Seadrill files for Chapter 11 bankruptcy

November 2017  |  DEALFRONT|  BANKRUPTCY & CORPORATE RESTRUCTURING

Financier Worldwide Magazine

November 2017 Issue


Oil rig firm Seadrill Limited has filed for Chapter 11 bankruptcy protection in the US after agreeing a restructuring plan which will virtually wipe out its existing shareholders.

According to the restructuring deal that the company has struck with a consortium of investors, bank lenders and bondholders, the company will benefit from $1bn in fresh funding which will allow it to maintain its fleet of drilling units and pay creditors and staff. However, Seadrill’s existing shareholders will see their stakes in the company drastically diluted. “Holders of Seadrill common stock will receive approximately 2 percent of the post-restructured equity,” the company said in a statement. Seadrill filed for bankruptcy in federal court in Victoria, Texas, citing liabilities of more than $20bn. Deutsche Bank Trust Co. was listed as the company’s biggest unsecured creditor with bond debt totalling $1.74bn.

The deal has won the approval of more than 97 percent of Seadrill’s secured bank lenders, including DNB, Danske Bank and Nordea, which supported the deal. Around 40 percent of the company’s bondholders and a consortium of investors led by Fredriksen’s Hemen Holding also agreed to the deal. Seadrill expects to emerge from Chapter 11 in six to nine months.

Seadrill has received approval from the court over its first-day motions related to the authority to, among other things, continue to pay employee wages and benefits without interruption, continue to utilise its cash management system and continue to pay all suppliers and vendors in full under normal terms. “Specifically, the company requested authority to pay its key trade creditors and employee wages and benefits without change or interruption.

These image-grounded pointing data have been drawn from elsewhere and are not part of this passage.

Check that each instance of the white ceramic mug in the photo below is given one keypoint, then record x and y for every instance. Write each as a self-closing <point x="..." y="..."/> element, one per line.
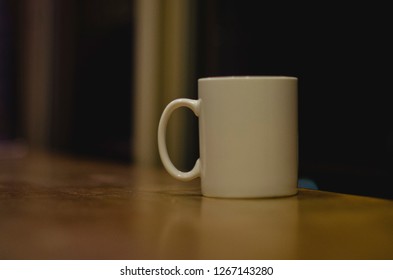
<point x="248" y="136"/>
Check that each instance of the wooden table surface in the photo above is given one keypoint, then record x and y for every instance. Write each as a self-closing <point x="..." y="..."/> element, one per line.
<point x="60" y="207"/>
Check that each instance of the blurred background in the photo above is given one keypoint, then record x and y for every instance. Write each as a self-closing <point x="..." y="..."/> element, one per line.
<point x="91" y="78"/>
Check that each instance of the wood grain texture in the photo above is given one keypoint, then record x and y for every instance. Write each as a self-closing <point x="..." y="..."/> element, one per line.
<point x="60" y="207"/>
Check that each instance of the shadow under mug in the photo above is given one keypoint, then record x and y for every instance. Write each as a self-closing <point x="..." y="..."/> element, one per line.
<point x="248" y="130"/>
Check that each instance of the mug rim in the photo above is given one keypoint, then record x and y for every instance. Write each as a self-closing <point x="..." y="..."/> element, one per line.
<point x="250" y="77"/>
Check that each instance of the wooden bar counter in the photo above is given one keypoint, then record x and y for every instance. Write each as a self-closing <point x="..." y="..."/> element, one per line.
<point x="61" y="207"/>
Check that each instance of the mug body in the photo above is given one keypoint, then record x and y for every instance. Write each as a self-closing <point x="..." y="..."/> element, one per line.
<point x="248" y="129"/>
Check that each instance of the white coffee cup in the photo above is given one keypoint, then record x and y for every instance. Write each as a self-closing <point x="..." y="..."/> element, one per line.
<point x="248" y="136"/>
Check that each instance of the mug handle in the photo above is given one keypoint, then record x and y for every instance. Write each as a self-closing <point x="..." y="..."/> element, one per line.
<point x="194" y="105"/>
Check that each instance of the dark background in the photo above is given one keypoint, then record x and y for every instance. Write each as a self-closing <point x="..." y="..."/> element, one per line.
<point x="340" y="53"/>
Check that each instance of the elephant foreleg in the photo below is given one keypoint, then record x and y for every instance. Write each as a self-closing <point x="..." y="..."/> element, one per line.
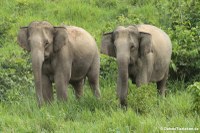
<point x="161" y="85"/>
<point x="47" y="90"/>
<point x="61" y="85"/>
<point x="93" y="78"/>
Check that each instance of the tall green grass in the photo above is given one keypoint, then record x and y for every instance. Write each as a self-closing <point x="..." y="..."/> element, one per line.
<point x="146" y="112"/>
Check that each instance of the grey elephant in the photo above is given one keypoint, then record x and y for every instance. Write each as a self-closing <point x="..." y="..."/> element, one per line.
<point x="143" y="54"/>
<point x="64" y="55"/>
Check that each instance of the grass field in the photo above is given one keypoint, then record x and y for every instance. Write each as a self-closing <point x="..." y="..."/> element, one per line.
<point x="146" y="112"/>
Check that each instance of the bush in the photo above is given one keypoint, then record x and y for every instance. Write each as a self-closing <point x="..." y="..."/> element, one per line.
<point x="181" y="20"/>
<point x="15" y="77"/>
<point x="142" y="99"/>
<point x="194" y="89"/>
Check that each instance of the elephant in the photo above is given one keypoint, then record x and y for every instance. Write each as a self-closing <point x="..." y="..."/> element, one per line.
<point x="62" y="55"/>
<point x="143" y="54"/>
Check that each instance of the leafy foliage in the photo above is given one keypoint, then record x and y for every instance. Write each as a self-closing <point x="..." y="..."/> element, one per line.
<point x="145" y="113"/>
<point x="194" y="89"/>
<point x="143" y="99"/>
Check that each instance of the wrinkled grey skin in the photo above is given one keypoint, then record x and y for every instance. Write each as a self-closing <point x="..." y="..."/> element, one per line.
<point x="62" y="55"/>
<point x="143" y="54"/>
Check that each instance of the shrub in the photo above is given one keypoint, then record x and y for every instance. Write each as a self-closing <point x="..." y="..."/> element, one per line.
<point x="15" y="77"/>
<point x="142" y="99"/>
<point x="108" y="69"/>
<point x="194" y="89"/>
<point x="181" y="20"/>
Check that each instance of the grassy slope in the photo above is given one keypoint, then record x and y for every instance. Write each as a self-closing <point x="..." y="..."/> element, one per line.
<point x="88" y="115"/>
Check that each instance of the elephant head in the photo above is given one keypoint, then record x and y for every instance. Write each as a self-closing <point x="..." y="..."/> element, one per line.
<point x="127" y="44"/>
<point x="38" y="38"/>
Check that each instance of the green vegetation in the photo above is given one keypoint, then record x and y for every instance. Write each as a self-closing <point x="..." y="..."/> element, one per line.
<point x="146" y="112"/>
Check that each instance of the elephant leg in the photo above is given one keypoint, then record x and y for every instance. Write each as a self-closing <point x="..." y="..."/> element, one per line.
<point x="47" y="90"/>
<point x="93" y="78"/>
<point x="161" y="85"/>
<point x="61" y="85"/>
<point x="78" y="86"/>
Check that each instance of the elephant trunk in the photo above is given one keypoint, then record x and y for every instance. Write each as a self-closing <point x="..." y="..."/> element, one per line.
<point x="37" y="61"/>
<point x="122" y="84"/>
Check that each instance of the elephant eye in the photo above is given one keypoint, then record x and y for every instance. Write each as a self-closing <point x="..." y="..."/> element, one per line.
<point x="46" y="43"/>
<point x="132" y="47"/>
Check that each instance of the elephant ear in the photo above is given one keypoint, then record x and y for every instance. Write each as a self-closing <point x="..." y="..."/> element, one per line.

Additionally, the company expects it will pay all suppliers and vendors in full under normal terms for goods and services provided during the chapter 11 cases,” Seadrill said in a statement.

Under the proposal, lenders have agreed to extend the maturity on $5.7bn in debt, with no amortisation payments due until 2020. Should lower-ranking creditors join the proposal, $2.3bn in unsecured bonds would be converted into a 15 percent stake in the company, according to Seadrill.

Centerbridge Partners is investing in the restructuring deal. Aristeia Capital and Man Group Plc’s GLG unit, as well as Saba Capital LP, Whitebox Advisors, ARCM and Fintech will also invest in the new secured notes and equity. “We are excited to invest alongside Hemen,” said Jed Hart of Centerbridge Partners Europe, which will be in the restructuring deal. “We view Seadrill as a high-quality, global business with a top-tier employee base that will be well positioned when the industry recovers.”

“The restructuring agreement we signed today is a comprehensive plan that raises over $1 billion of new capital, is underpinned by Hemen Holding Ltd., our largest shareholder, and is overwhelmingly supported by our banks and approximately 40 percent of our bondholders. This is a testament to our position in the sector, having a large, modern fleet, a top-quality customer base and a proven operating track record. With our improved capital structure, we will be in a strong position to capitalise when the market recovers,” said Anton Dibowitz, chief executive and president of Seadrill Management Ltd. “The continued focus and dedication of all our employees throughout this process has been exceptional. It is due to our people’s commitment to deliver safe, efficient operations day in, day out that we have succeeded in reaching this restructuring agreement.”

Seadrill owns or leases about 51 drilling rigs, representing more than 6 percent of the global fleet, according to a court filing. It employs around 4780 workers, down from about 9500 at the end of 2014. The company is also under contract to build 14 new rigs, and the counterparties in those deals did not reach deals to support the driller’s bankruptcy plan. Seadrill has endured a difficult couple of years; indeed, the company’s shares have fallen more than 99 percent from their 2013 peak. Accordingly, Seadrill has been in protracted, year-long negotiations with its creditors to adjust its debt obligations.

As part of the deal, the company has 90 days to shop for an alternative offer, chief financial officer Mark Morris said in a court filing.